Sesaat kemudian, muncullah rombongan laki-laki yang mengusung keranda sederhana dengan sebujur tubuh kaku berbungkus kain cerah. Salah satu hal janggal yang aku herankan, tidak ada satupun orang yang menangis di belakang rombongan laki-laki tersebut. ‘ Apa mereka tidak sedih ada keluarga mereka yang meninggal?’ batinku. Apa bagi mereka drama kematian merupakan hal yang sangat biasa? Renunganku terus memaksa mendapatkan jawaban, sementara jenazah itu mulai dinaikkan ke Ghat Manikarnika untuk memulai proses pembakaran.
Penjual gorengan di Ghat Manikarnika

Drama kehidupan dan kematian memang terus terjadi di Ghat Manikarnika tanpa saling mempedulikan satu sama lain.

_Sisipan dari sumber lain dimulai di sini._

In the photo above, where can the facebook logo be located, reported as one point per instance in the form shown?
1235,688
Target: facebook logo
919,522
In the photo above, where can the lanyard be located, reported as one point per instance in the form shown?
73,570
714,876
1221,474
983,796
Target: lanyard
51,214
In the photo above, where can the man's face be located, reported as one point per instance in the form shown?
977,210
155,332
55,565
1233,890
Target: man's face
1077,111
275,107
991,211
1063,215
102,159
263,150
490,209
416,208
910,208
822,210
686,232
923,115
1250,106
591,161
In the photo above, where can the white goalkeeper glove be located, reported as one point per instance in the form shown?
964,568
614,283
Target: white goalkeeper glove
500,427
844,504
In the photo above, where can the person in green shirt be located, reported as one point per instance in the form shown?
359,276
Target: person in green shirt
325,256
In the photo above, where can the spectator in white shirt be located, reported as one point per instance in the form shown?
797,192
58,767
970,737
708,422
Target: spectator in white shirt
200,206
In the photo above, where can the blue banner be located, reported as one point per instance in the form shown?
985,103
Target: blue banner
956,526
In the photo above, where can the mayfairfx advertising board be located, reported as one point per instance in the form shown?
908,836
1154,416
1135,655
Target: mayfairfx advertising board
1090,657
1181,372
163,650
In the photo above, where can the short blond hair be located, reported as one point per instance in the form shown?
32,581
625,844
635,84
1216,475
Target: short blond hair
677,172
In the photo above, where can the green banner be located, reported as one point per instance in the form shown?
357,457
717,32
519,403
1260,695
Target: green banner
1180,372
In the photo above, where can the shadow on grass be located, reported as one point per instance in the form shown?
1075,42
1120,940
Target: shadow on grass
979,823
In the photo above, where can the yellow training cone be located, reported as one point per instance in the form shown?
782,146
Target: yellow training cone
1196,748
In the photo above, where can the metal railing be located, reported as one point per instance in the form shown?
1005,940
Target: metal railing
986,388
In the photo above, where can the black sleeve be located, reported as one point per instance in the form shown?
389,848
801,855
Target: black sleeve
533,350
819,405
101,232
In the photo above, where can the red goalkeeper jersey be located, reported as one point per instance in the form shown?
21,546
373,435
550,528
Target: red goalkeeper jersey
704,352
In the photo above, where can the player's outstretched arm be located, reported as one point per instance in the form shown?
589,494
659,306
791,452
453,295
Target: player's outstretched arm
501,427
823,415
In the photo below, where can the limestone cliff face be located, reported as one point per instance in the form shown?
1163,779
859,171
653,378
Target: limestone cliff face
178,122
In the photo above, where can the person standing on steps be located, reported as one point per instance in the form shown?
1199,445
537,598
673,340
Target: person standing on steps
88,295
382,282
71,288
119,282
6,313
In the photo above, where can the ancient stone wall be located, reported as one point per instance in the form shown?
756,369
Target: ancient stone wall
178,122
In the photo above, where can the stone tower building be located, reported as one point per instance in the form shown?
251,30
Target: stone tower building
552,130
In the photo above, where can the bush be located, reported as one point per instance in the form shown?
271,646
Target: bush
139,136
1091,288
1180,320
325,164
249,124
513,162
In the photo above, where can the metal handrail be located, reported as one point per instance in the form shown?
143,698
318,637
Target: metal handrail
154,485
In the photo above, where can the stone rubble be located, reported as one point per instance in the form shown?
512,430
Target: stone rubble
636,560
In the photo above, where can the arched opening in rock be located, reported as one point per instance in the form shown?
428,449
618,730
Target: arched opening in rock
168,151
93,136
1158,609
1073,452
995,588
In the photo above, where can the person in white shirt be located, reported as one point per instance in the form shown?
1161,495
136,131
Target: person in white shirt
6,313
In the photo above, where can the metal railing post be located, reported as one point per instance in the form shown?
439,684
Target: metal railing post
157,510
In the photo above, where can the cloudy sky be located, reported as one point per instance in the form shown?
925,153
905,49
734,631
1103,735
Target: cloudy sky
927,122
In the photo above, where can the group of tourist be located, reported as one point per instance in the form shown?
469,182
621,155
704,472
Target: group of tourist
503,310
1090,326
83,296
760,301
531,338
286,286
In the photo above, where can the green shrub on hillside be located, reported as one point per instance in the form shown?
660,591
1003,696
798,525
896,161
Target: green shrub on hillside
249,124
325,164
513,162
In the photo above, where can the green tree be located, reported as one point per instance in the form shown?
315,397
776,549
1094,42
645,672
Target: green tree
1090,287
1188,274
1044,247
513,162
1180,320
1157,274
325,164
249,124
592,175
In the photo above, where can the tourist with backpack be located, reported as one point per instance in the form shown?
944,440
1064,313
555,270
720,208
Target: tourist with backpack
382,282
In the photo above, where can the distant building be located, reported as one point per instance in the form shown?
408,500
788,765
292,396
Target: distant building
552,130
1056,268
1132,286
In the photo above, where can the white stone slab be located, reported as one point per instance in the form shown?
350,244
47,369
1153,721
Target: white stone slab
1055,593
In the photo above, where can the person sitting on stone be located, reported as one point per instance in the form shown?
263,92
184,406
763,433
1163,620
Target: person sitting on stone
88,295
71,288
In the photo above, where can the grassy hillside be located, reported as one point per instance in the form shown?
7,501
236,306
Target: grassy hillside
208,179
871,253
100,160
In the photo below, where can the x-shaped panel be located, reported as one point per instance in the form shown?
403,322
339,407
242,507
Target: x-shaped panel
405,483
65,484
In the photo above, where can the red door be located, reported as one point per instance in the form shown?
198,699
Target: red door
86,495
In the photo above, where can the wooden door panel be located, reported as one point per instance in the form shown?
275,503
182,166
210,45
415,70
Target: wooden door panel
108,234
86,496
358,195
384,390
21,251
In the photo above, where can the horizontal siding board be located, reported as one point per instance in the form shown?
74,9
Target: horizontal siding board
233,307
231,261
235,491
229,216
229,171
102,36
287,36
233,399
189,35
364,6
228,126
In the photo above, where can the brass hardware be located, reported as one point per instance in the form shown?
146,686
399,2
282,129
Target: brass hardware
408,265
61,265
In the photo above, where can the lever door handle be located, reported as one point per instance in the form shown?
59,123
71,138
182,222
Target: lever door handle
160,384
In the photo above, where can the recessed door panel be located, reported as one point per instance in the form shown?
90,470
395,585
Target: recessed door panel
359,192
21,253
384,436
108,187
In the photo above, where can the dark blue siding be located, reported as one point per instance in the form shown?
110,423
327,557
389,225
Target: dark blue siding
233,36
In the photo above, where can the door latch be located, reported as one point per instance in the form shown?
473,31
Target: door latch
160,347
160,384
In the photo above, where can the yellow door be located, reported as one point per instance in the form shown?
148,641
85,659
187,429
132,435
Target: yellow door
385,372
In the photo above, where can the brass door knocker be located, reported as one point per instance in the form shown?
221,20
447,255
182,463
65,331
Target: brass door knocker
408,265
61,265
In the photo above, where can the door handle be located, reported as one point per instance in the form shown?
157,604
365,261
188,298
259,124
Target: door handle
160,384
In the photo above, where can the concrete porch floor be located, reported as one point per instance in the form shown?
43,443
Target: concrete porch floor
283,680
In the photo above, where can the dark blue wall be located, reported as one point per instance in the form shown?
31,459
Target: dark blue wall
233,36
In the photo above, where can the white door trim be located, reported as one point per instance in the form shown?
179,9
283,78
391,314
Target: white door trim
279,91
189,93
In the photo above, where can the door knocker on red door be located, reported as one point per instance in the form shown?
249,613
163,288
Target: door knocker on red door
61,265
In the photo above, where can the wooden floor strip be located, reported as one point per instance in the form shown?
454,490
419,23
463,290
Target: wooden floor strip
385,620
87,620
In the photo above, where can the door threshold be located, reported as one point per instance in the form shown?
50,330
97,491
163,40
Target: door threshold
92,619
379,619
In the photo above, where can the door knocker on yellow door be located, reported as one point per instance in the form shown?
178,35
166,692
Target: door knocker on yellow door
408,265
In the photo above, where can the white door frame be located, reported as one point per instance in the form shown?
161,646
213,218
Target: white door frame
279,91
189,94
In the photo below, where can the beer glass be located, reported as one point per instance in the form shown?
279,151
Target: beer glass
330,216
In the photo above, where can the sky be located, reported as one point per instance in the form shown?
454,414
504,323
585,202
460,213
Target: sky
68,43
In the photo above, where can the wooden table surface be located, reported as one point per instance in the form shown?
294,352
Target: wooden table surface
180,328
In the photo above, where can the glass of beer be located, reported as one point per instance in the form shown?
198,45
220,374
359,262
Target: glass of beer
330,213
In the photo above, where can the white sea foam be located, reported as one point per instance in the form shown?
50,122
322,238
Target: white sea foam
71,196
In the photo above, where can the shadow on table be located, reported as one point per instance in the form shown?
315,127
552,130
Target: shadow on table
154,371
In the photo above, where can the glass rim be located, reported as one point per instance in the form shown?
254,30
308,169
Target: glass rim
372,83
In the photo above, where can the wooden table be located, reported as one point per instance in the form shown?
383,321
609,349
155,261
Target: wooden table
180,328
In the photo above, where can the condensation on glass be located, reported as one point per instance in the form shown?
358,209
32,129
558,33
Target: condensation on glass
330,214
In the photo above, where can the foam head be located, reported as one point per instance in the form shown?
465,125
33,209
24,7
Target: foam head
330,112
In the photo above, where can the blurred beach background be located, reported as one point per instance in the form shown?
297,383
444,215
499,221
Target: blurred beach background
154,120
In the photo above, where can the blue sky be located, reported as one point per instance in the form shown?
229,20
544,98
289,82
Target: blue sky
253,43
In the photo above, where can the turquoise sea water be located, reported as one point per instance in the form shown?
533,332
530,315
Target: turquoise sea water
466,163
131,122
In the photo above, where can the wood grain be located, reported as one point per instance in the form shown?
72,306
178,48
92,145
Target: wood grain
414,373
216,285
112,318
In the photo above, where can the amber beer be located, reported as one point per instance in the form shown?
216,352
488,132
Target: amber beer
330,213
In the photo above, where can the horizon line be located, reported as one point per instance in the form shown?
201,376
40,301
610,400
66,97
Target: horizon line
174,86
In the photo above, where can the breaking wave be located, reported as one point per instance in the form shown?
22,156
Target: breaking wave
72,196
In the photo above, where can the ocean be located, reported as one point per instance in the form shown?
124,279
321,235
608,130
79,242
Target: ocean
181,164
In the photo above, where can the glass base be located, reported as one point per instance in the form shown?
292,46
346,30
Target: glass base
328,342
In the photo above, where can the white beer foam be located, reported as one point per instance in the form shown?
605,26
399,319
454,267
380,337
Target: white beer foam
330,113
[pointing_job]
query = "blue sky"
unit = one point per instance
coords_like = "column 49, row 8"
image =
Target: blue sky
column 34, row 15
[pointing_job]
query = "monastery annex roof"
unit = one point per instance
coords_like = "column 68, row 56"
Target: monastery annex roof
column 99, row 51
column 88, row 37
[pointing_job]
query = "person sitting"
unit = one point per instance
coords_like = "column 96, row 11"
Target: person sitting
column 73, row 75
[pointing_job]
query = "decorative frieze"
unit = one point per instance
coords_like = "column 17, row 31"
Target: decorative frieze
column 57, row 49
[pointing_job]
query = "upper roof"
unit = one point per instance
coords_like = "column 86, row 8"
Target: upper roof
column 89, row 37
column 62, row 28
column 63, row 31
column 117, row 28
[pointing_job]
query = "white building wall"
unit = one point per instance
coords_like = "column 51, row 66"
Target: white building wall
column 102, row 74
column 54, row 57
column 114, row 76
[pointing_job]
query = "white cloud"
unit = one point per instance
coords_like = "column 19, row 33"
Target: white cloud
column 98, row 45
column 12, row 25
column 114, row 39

Di sisi lain ada mayat sedang dibakar di Ghat, pada bagian bawah Ghat tidak jauh dari pembakaran terdapat penjaja gorengan yang dengan asyiknya menggoreng makanan tanpa mempedulikan desisan daging manusia yang terbakar di sampingnya. Bau bakaran daging manusia yang menyengat itu seakan sudah jadi santapan sehari-harinya. Satu hal yang kupelajari disini, bagi mereka kehidupan adalah perjuangan. Tak ada yang bisa menyamakan proses kehidupan dan kematian disini, semuanya berjalan menurut takdir yang mereka punya saat itu.